Similarly, discourses around ‘rights’ and ‘justice’ are rejected by many who approach the issue from an anti-authoritarian perspective because they necessitate some authority (in the abstract sense) that has the ability to define what those ‘rights’ are and what is ‘just’. Practically, rights and justice are usually articulated through the legal structures designed by and in service of the state, therefore legitimising and reinforcing oppressive and repressive power structures whose primary function is to protect the property rights necessary for capitalism to flourish. Where such legal structures do not yet exist (as, for example, in many indigenous communities), their establishment serves to force incorporation into the established hegemonic system of commodification and exchange.
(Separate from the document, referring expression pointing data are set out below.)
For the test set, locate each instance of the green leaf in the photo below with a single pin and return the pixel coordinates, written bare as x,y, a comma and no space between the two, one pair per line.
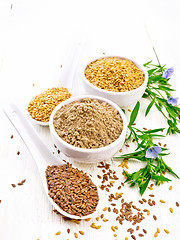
161,178
146,64
144,186
149,107
134,113
155,130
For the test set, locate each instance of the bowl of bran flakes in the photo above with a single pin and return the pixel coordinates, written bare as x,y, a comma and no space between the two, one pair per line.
121,80
88,128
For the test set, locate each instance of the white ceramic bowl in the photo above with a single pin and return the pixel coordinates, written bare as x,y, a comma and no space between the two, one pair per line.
123,99
82,154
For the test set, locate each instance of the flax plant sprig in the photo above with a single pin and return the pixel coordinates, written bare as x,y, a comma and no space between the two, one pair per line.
148,152
159,92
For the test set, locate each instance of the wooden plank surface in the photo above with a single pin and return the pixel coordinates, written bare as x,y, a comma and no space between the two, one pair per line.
37,38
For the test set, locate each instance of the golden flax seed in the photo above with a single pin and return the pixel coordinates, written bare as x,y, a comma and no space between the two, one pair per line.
166,231
76,235
81,232
41,106
114,74
156,234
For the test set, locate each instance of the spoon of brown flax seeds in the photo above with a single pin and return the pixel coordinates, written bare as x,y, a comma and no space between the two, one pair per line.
71,191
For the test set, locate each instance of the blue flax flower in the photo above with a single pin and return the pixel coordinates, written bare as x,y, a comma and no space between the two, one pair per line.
153,152
172,101
168,72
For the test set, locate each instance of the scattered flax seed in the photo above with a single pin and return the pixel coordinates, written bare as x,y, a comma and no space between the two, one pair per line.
166,231
76,235
171,210
133,237
41,106
105,220
113,228
93,225
151,195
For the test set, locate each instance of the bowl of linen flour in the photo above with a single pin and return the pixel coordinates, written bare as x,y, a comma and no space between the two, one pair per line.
88,128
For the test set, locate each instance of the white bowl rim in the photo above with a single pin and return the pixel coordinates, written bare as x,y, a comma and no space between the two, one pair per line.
85,150
141,67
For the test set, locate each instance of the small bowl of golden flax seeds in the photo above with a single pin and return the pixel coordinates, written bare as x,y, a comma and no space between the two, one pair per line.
119,79
41,106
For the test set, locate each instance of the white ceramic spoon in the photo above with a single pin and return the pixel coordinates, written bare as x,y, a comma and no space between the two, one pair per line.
38,149
67,75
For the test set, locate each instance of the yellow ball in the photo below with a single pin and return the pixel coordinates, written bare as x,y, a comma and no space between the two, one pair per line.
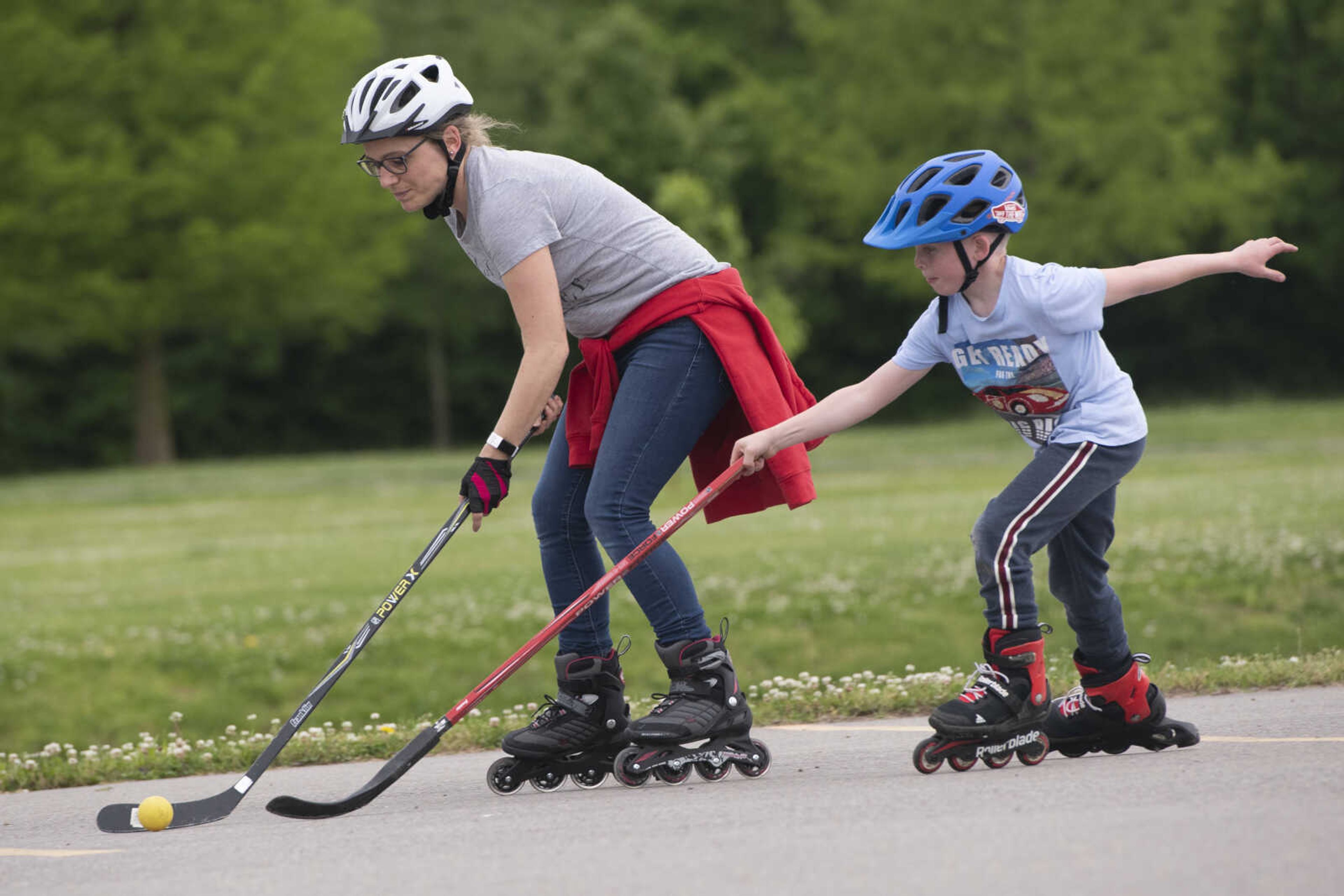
155,813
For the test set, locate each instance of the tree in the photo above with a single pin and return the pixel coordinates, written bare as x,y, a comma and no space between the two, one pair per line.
175,168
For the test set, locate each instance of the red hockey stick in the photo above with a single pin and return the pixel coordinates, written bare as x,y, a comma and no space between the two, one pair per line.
412,753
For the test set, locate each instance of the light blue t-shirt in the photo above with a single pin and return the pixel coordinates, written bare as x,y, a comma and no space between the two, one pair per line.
612,253
1038,359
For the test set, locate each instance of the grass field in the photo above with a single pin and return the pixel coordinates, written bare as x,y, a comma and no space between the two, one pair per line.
221,590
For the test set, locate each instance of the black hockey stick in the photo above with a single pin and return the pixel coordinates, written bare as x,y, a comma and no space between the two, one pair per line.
425,741
123,819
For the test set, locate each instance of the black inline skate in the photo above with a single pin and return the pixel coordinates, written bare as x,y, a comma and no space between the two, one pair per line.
704,704
577,733
1113,711
1000,712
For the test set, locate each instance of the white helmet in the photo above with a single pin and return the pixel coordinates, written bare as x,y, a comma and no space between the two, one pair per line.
404,97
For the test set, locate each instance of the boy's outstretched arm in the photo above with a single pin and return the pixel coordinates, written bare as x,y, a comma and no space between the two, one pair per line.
836,411
1251,259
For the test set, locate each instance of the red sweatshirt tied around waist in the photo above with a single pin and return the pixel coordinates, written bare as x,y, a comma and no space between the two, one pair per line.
766,389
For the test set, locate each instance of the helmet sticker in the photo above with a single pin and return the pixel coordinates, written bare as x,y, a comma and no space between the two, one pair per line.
1008,213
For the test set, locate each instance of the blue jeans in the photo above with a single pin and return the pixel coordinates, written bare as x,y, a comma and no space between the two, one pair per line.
672,387
1064,500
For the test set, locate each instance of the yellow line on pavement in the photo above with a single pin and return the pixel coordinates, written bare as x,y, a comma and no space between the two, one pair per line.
57,854
1226,739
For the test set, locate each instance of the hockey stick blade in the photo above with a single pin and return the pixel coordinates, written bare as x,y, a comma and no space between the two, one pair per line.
425,741
386,777
123,819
However, others consider that the use of courts and binding regulations in the form of ‘laws’ and ‘rights’ can be instrumental for holding corporations accountable for their innumerable local crimes. In parts of what developed into the ‘Environmental Justice’ movement, frontline communities of colour in the US used the existing legal structures and the language of rights to successfully resist structural environmental racism and industrial dumping in their neighbourhoods.
Altogether outside of this spectrum lie organizations and coalitions such as TckTckTck, who have begun to co-opt the term. TckTckTck’s ’join the fight for climate justice’ campaign offers no definition of climate justice, but plenty of guilt-and-pity evoking prose and photos bemoaning the disastrous consequences of climate change without ever alluding to the possible, political, causes. The campaign calls on politicians to agree to ‘fair, ambitious and binding emissions cuts’ – reinforcing a concept of justice and a method of attaining it that encourages faith in the systems and power relations responsible for the situation in the first place. Given that the Climate Justice Now! network was formed partly as a response from the smaller or more radical NGOs to the un-acceptable pro-carbon market, pro-techno-fix positions of the bigger NGOs in the Climate Action Network, the appropriation of this term is yet another attempt to recuperate a radical concept.
It is obvious that the term ‘climate justice’ as yet lacks a single clear definition and is used by different groups in different ways. However, most share a common basic analysis of the historical responsibility, distribution of consequences and rejection of market solutions that make climate change a political, rather than a technical issue.